Si tratta ancora oggi, così come accadde quando prima Giosuè Musca, e poi Raffaele Licinio, contestarono duramente e pubblicamente le derive antiscientifiche della produzione letteraria su Castel del Monte, di una battaglia civile, democratica e culturale degna del massimo sostegno: il Medioevo esoterico, tradizionalista, iniziatico, di estrema destra che si impone nell’opinione pubblica non solo non ha alcun fondamento nelle fonti, non solo nega qualsiasi confronto basato su condivise regole di comunicazione e argomentazione storiografica, ma soprattutto è funzionale ad un discorso politico che giustifichi una (del tutto presunta) superiorità di un’élite su una massa da lasciare intorpidita nel suo timore reverenziale per il mistero, l’occulto, il sapere nascosto.
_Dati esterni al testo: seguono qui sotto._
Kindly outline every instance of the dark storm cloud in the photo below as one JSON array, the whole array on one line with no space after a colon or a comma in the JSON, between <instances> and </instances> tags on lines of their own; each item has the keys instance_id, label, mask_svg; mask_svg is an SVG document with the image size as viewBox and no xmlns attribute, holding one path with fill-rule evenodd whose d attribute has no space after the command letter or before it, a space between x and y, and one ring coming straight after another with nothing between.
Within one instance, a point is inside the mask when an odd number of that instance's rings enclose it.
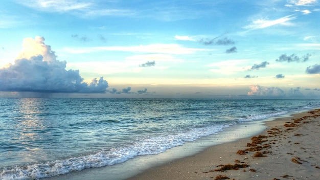
<instances>
[{"instance_id":1,"label":"dark storm cloud","mask_svg":"<svg viewBox=\"0 0 320 180\"><path fill-rule=\"evenodd\" d=\"M22 47L38 51L32 55L28 51L7 68L0 69L0 91L47 93L105 93L108 82L101 77L88 84L83 82L79 70L65 70L66 62L57 56L42 37L26 38ZM34 53L34 52L32 52Z\"/></svg>"},{"instance_id":2,"label":"dark storm cloud","mask_svg":"<svg viewBox=\"0 0 320 180\"><path fill-rule=\"evenodd\" d=\"M220 36L215 37L213 39L201 39L199 42L203 45L230 45L234 44L235 41L227 37L218 39Z\"/></svg>"},{"instance_id":3,"label":"dark storm cloud","mask_svg":"<svg viewBox=\"0 0 320 180\"><path fill-rule=\"evenodd\" d=\"M307 74L320 74L320 64L315 64L307 68Z\"/></svg>"},{"instance_id":4,"label":"dark storm cloud","mask_svg":"<svg viewBox=\"0 0 320 180\"><path fill-rule=\"evenodd\" d=\"M276 59L278 62L306 62L309 60L309 57L311 55L309 54L307 54L302 57L299 57L295 54L292 54L290 56L287 56L286 54L284 54L279 56L279 59Z\"/></svg>"},{"instance_id":5,"label":"dark storm cloud","mask_svg":"<svg viewBox=\"0 0 320 180\"><path fill-rule=\"evenodd\" d=\"M277 75L276 75L276 78L284 78L284 75L283 75L282 74L277 74Z\"/></svg>"},{"instance_id":6,"label":"dark storm cloud","mask_svg":"<svg viewBox=\"0 0 320 180\"><path fill-rule=\"evenodd\" d=\"M82 42L87 42L90 40L90 39L86 36L80 36L77 34L74 34L72 35L71 37Z\"/></svg>"},{"instance_id":7,"label":"dark storm cloud","mask_svg":"<svg viewBox=\"0 0 320 180\"><path fill-rule=\"evenodd\" d=\"M148 61L144 64L139 65L140 67L150 67L155 65L155 61Z\"/></svg>"},{"instance_id":8,"label":"dark storm cloud","mask_svg":"<svg viewBox=\"0 0 320 180\"><path fill-rule=\"evenodd\" d=\"M246 76L245 76L244 77L245 78L257 78L258 76L251 76L249 75L247 75Z\"/></svg>"},{"instance_id":9,"label":"dark storm cloud","mask_svg":"<svg viewBox=\"0 0 320 180\"><path fill-rule=\"evenodd\" d=\"M148 89L146 88L145 88L144 90L138 90L138 93L139 94L146 93L147 93L147 90L148 90Z\"/></svg>"},{"instance_id":10,"label":"dark storm cloud","mask_svg":"<svg viewBox=\"0 0 320 180\"><path fill-rule=\"evenodd\" d=\"M122 89L122 93L130 93L129 92L131 90L131 87L128 87L126 88Z\"/></svg>"},{"instance_id":11,"label":"dark storm cloud","mask_svg":"<svg viewBox=\"0 0 320 180\"><path fill-rule=\"evenodd\" d=\"M225 51L225 53L227 54L230 53L234 53L237 52L237 48L235 46L229 49L228 50L226 50Z\"/></svg>"},{"instance_id":12,"label":"dark storm cloud","mask_svg":"<svg viewBox=\"0 0 320 180\"><path fill-rule=\"evenodd\" d=\"M259 64L255 64L254 65L252 66L252 67L251 67L251 69L250 69L249 70L258 70L260 68L265 68L267 65L269 64L269 62L267 61L263 61Z\"/></svg>"}]
</instances>

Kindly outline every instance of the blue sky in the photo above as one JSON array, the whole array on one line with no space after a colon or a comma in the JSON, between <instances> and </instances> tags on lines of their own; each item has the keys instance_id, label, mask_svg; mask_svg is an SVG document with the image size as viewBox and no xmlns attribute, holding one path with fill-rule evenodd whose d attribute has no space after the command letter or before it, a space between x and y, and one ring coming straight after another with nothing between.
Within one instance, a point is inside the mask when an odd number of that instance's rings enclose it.
<instances>
[{"instance_id":1,"label":"blue sky","mask_svg":"<svg viewBox=\"0 0 320 180\"><path fill-rule=\"evenodd\" d=\"M320 98L317 0L12 0L0 16L2 96Z\"/></svg>"}]
</instances>

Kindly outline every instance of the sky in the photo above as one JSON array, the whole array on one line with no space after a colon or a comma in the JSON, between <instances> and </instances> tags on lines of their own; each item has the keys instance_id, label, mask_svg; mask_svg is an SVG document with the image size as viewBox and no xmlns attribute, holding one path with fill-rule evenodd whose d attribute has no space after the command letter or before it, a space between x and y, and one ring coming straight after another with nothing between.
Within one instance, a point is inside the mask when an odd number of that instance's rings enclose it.
<instances>
[{"instance_id":1,"label":"sky","mask_svg":"<svg viewBox=\"0 0 320 180\"><path fill-rule=\"evenodd\" d=\"M0 97L320 99L318 0L5 0Z\"/></svg>"}]
</instances>

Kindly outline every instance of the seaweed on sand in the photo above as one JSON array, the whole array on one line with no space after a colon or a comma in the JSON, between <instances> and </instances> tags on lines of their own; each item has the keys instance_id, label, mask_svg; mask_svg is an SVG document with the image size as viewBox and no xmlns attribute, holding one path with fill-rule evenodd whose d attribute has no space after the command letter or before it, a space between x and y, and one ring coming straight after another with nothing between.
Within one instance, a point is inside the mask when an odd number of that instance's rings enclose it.
<instances>
[{"instance_id":1,"label":"seaweed on sand","mask_svg":"<svg viewBox=\"0 0 320 180\"><path fill-rule=\"evenodd\" d=\"M217 169L215 169L215 171L222 171L231 169L238 170L239 168L246 168L247 167L249 166L249 165L246 164L240 164L236 163L233 165L230 164L228 164L226 165L219 165L218 166L221 166L221 167Z\"/></svg>"}]
</instances>

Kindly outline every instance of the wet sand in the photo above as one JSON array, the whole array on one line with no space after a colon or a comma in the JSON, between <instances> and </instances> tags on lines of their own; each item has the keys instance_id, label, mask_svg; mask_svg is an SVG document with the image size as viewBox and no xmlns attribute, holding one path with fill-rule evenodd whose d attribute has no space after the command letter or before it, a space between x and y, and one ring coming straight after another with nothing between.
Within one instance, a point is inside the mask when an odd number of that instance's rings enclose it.
<instances>
[{"instance_id":1,"label":"wet sand","mask_svg":"<svg viewBox=\"0 0 320 180\"><path fill-rule=\"evenodd\" d=\"M320 109L265 123L268 127L255 138L215 145L129 179L318 179Z\"/></svg>"}]
</instances>

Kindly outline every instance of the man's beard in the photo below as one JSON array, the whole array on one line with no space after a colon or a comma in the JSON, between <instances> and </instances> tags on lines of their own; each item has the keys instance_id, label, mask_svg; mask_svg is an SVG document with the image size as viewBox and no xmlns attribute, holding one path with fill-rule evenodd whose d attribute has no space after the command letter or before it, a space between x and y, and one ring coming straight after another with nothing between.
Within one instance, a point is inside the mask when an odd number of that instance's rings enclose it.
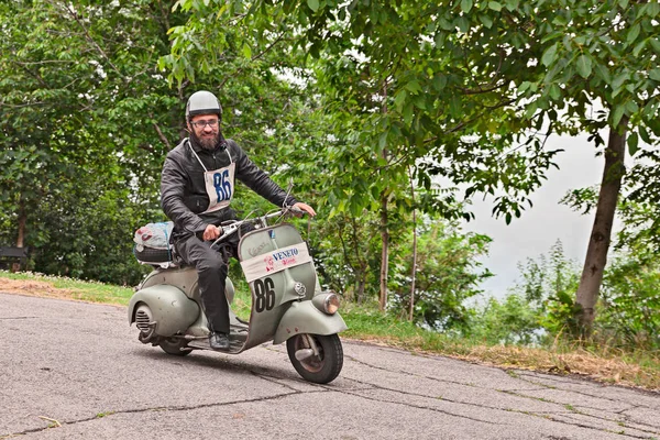
<instances>
[{"instance_id":1,"label":"man's beard","mask_svg":"<svg viewBox=\"0 0 660 440\"><path fill-rule=\"evenodd\" d=\"M222 136L220 135L220 131L216 133L212 138L199 138L194 131L190 132L190 139L195 141L196 144L201 146L204 150L213 151L220 143L222 142Z\"/></svg>"}]
</instances>

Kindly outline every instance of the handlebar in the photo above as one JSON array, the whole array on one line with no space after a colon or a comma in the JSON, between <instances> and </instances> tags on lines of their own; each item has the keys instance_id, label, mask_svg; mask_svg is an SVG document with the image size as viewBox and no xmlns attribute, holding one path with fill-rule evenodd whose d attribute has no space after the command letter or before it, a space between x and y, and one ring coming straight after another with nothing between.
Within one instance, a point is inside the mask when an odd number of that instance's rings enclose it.
<instances>
[{"instance_id":1,"label":"handlebar","mask_svg":"<svg viewBox=\"0 0 660 440\"><path fill-rule=\"evenodd\" d=\"M261 229L261 228L266 228L268 226L270 219L274 219L276 217L284 218L286 216L304 215L304 213L306 213L306 212L301 209L285 206L282 209L265 213L264 216L246 218L243 220L232 221L231 223L228 223L228 224L222 224L221 226L222 227L222 235L220 235L216 241L213 241L213 243L211 244L211 248L213 248L218 243L227 240L229 237L237 233L243 224L254 224L256 229Z\"/></svg>"}]
</instances>

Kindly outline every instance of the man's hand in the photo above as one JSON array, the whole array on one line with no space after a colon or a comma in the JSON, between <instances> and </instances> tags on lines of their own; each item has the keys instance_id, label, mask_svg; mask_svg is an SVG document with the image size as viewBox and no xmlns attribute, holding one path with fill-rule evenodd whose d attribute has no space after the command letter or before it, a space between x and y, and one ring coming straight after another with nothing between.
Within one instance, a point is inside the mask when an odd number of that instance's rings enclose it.
<instances>
[{"instance_id":1,"label":"man's hand","mask_svg":"<svg viewBox=\"0 0 660 440\"><path fill-rule=\"evenodd\" d=\"M205 241L216 240L218 237L222 235L222 229L217 226L209 224L207 229L204 231L201 238Z\"/></svg>"},{"instance_id":2,"label":"man's hand","mask_svg":"<svg viewBox=\"0 0 660 440\"><path fill-rule=\"evenodd\" d=\"M302 204L301 201L298 201L296 205L294 205L294 208L305 211L311 217L316 216L316 211L314 210L314 208L307 204Z\"/></svg>"}]
</instances>

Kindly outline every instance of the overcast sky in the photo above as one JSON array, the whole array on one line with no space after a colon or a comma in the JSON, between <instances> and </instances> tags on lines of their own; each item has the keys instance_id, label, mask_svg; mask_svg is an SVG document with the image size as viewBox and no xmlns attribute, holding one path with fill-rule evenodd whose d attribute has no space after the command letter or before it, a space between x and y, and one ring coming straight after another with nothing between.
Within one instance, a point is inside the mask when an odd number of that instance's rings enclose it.
<instances>
[{"instance_id":1,"label":"overcast sky","mask_svg":"<svg viewBox=\"0 0 660 440\"><path fill-rule=\"evenodd\" d=\"M531 197L534 207L526 209L520 218L514 218L510 224L507 226L504 218L491 217L493 205L488 201L474 202L476 220L465 223L464 230L485 233L493 239L488 257L482 260L495 274L482 285L486 294L503 297L519 277L518 263L548 254L558 239L564 255L582 267L594 215L581 216L559 201L571 189L601 182L605 158L595 157L596 150L586 138L554 136L548 140L548 148L565 150L556 156L560 169L549 170L548 180Z\"/></svg>"}]
</instances>

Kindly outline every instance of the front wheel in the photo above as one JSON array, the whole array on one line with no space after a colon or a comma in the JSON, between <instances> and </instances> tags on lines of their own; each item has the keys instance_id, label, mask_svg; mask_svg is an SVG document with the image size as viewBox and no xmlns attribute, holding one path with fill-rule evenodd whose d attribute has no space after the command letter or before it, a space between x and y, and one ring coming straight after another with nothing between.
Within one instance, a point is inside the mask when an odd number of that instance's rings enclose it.
<instances>
[{"instance_id":1,"label":"front wheel","mask_svg":"<svg viewBox=\"0 0 660 440\"><path fill-rule=\"evenodd\" d=\"M314 340L319 354L298 360L296 352L312 348L309 339ZM316 384L332 382L343 366L343 349L337 334L296 334L286 341L286 351L298 374Z\"/></svg>"}]
</instances>

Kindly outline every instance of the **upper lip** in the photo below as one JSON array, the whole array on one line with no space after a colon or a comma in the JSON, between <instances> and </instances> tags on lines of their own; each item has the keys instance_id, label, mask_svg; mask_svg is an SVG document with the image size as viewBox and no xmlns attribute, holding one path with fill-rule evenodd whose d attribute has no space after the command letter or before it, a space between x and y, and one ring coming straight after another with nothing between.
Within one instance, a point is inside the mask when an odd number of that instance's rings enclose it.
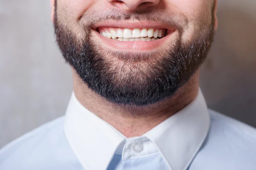
<instances>
[{"instance_id":1,"label":"upper lip","mask_svg":"<svg viewBox=\"0 0 256 170\"><path fill-rule=\"evenodd\" d=\"M172 26L154 21L134 21L124 20L108 20L97 23L92 26L92 28L96 30L99 27L116 27L125 29L134 29L135 28L161 28L167 29L175 29Z\"/></svg>"}]
</instances>

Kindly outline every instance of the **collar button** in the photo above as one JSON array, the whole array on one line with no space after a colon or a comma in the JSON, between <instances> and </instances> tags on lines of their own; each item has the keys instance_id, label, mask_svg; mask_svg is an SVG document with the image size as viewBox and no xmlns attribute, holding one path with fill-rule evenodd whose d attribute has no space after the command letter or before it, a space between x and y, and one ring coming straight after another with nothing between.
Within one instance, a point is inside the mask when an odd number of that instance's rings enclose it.
<instances>
[{"instance_id":1,"label":"collar button","mask_svg":"<svg viewBox=\"0 0 256 170\"><path fill-rule=\"evenodd\" d=\"M143 145L140 143L136 142L133 145L132 148L134 151L139 153L143 150Z\"/></svg>"}]
</instances>

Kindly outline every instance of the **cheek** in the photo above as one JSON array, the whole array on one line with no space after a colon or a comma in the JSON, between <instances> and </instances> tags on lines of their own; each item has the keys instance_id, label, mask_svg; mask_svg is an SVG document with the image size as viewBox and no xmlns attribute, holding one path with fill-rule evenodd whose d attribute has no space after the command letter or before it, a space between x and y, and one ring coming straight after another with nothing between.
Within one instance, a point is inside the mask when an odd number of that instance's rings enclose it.
<instances>
[{"instance_id":1,"label":"cheek","mask_svg":"<svg viewBox=\"0 0 256 170\"><path fill-rule=\"evenodd\" d=\"M184 15L188 20L188 27L184 30L183 41L189 41L200 26L211 23L211 4L206 0L172 0L169 8Z\"/></svg>"},{"instance_id":2,"label":"cheek","mask_svg":"<svg viewBox=\"0 0 256 170\"><path fill-rule=\"evenodd\" d=\"M58 6L62 7L62 9L65 11L66 18L77 20L95 3L95 0L62 0L58 1Z\"/></svg>"}]
</instances>

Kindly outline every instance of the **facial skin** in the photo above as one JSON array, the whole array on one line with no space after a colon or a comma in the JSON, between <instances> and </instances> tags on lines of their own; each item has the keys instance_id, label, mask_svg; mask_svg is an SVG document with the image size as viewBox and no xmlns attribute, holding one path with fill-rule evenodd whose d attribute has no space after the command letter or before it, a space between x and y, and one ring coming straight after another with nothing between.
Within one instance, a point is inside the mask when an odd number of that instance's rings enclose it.
<instances>
[{"instance_id":1,"label":"facial skin","mask_svg":"<svg viewBox=\"0 0 256 170\"><path fill-rule=\"evenodd\" d=\"M217 0L51 4L57 42L72 66L76 98L127 137L142 135L196 97L198 67L218 26ZM102 36L94 30L99 26L169 31L157 41L129 43Z\"/></svg>"},{"instance_id":2,"label":"facial skin","mask_svg":"<svg viewBox=\"0 0 256 170\"><path fill-rule=\"evenodd\" d=\"M62 0L55 3L57 41L65 59L90 89L120 104L144 106L173 96L198 69L213 39L213 1ZM119 42L102 40L93 30L99 23L112 27L108 21L118 21L117 28L156 26L173 32L151 48L143 48L141 42L127 48L122 42L121 48L110 46L108 42Z\"/></svg>"}]
</instances>

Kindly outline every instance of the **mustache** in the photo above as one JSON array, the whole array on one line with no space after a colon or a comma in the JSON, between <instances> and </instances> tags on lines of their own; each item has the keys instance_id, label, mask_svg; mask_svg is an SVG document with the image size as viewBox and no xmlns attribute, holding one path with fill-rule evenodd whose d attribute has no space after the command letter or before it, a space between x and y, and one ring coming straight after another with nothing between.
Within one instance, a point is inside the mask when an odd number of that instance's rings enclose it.
<instances>
[{"instance_id":1,"label":"mustache","mask_svg":"<svg viewBox=\"0 0 256 170\"><path fill-rule=\"evenodd\" d=\"M188 27L189 24L188 19L182 14L173 12L164 14L157 9L140 11L132 13L124 12L115 9L104 10L92 9L84 12L80 20L88 27L108 20L154 21L171 26L180 31Z\"/></svg>"}]
</instances>

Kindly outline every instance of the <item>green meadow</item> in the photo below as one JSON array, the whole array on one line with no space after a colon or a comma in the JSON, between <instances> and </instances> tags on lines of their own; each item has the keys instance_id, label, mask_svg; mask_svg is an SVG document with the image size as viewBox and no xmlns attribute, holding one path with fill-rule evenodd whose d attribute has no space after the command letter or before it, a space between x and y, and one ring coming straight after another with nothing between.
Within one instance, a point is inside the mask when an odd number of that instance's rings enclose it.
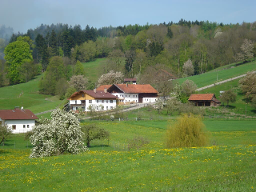
<instances>
[{"instance_id":1,"label":"green meadow","mask_svg":"<svg viewBox=\"0 0 256 192\"><path fill-rule=\"evenodd\" d=\"M246 74L248 71L256 70L256 61L234 66L234 64L231 64L230 66L222 66L199 75L178 78L177 82L181 84L186 79L190 79L194 82L199 88ZM233 68L230 68L230 66L233 66Z\"/></svg>"},{"instance_id":2,"label":"green meadow","mask_svg":"<svg viewBox=\"0 0 256 192\"><path fill-rule=\"evenodd\" d=\"M80 154L29 158L16 134L0 146L1 191L254 191L256 121L211 121L206 147L166 149L174 120L98 122L110 133ZM149 143L128 150L137 136ZM15 149L14 146L15 142Z\"/></svg>"}]
</instances>

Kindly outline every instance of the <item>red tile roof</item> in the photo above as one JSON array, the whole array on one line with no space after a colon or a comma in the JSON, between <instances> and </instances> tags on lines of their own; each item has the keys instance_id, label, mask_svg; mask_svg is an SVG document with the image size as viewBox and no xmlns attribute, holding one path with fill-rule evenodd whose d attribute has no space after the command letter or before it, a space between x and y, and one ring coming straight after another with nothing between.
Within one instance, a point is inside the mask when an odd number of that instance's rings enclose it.
<instances>
[{"instance_id":1,"label":"red tile roof","mask_svg":"<svg viewBox=\"0 0 256 192\"><path fill-rule=\"evenodd\" d=\"M216 98L214 94L191 94L189 101L211 101Z\"/></svg>"},{"instance_id":2,"label":"red tile roof","mask_svg":"<svg viewBox=\"0 0 256 192\"><path fill-rule=\"evenodd\" d=\"M105 93L104 91L84 90L84 92L94 98L118 98L117 96L110 93Z\"/></svg>"},{"instance_id":3,"label":"red tile roof","mask_svg":"<svg viewBox=\"0 0 256 192\"><path fill-rule=\"evenodd\" d=\"M134 84L114 84L123 93L126 94L158 94L155 89L150 84L134 85Z\"/></svg>"},{"instance_id":4,"label":"red tile roof","mask_svg":"<svg viewBox=\"0 0 256 192\"><path fill-rule=\"evenodd\" d=\"M74 93L70 98L73 98L74 96L76 96L79 94L82 94L82 93L85 93L94 98L118 98L117 96L114 96L110 93L105 93L104 91L102 91L102 90L96 90L96 93L94 93L94 90L80 90L78 92L75 92Z\"/></svg>"},{"instance_id":5,"label":"red tile roof","mask_svg":"<svg viewBox=\"0 0 256 192\"><path fill-rule=\"evenodd\" d=\"M3 120L28 120L38 118L30 110L0 110L0 118Z\"/></svg>"},{"instance_id":6,"label":"red tile roof","mask_svg":"<svg viewBox=\"0 0 256 192\"><path fill-rule=\"evenodd\" d=\"M98 87L96 90L104 90L104 89L108 89L112 85L102 85Z\"/></svg>"}]
</instances>

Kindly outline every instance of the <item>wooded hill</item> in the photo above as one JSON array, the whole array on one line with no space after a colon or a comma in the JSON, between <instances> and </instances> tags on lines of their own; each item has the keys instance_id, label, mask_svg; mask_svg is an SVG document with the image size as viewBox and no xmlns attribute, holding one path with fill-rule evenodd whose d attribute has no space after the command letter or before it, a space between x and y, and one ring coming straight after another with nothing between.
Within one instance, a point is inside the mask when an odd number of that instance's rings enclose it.
<instances>
[{"instance_id":1,"label":"wooded hill","mask_svg":"<svg viewBox=\"0 0 256 192\"><path fill-rule=\"evenodd\" d=\"M65 70L72 71L62 77L66 80L78 74L74 72L77 61L86 62L99 58L108 58L102 74L114 70L123 72L127 78L140 78L148 67L158 65L180 78L188 75L182 66L189 59L194 68L189 75L236 61L250 61L256 55L256 22L224 25L181 19L178 23L99 29L87 26L84 30L79 25L42 24L25 34L13 34L9 45L17 41L28 43L32 56L19 61L19 68L15 70L12 59L6 58L6 64L2 60L0 86L29 81L41 70L46 70L54 56L63 57ZM244 56L244 46L250 47L248 57ZM25 78L29 74L33 75Z\"/></svg>"}]
</instances>

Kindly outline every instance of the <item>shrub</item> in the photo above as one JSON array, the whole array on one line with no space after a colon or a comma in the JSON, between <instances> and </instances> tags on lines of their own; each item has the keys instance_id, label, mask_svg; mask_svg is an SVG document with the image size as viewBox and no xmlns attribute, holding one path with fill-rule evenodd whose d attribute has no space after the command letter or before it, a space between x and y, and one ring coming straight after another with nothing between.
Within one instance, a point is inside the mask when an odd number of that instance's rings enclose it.
<instances>
[{"instance_id":1,"label":"shrub","mask_svg":"<svg viewBox=\"0 0 256 192\"><path fill-rule=\"evenodd\" d=\"M209 135L204 132L204 124L199 116L183 114L166 131L167 147L202 146L208 142Z\"/></svg>"}]
</instances>

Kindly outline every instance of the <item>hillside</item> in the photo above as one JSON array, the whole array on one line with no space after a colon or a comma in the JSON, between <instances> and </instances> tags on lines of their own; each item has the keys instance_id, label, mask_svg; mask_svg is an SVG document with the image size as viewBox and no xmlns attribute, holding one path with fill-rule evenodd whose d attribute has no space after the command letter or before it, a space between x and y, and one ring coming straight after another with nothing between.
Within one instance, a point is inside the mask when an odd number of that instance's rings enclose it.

Stando così le cose, non è nemmeno possibile scomodare l’aureo principio di parsimonia di Guglielmo di Ockham (pluralitas non est ponenda sine necessitate ponendi, o anche entia non sunt multiplicanda praeter necessitatem): il principio, cioè, per il quale, se vi sono più teorie possibili che si adattano a tutte le prove disponibili, la teoria migliore è quella con meno variabili, meno ipotesi, meno idee astratte. La ragione per cui non si applica è che, appunto, fondamentale risulta l’adattamento dell’ipotesi a tutte le prove (a tutte le fonti, in questo caso) disponibili. Se le ipotesi sono in accordo con tutte le prove disponibili, allora la spiegazione più semplice è da preferire; nel caso di Castel del Monte, invece, le teorie in concorrenza tra loro non si adattano a tutte le fonti disponibili: ne selezionano alcune, ne trascurano altre, ne travisano il significato. Non c’è dunque bisogno del rasoio di Ockham per affermare, come dimostra Ambruoso, che l’unica ipotesi possibile su Castel del Monte è che sia, appunto, un castello.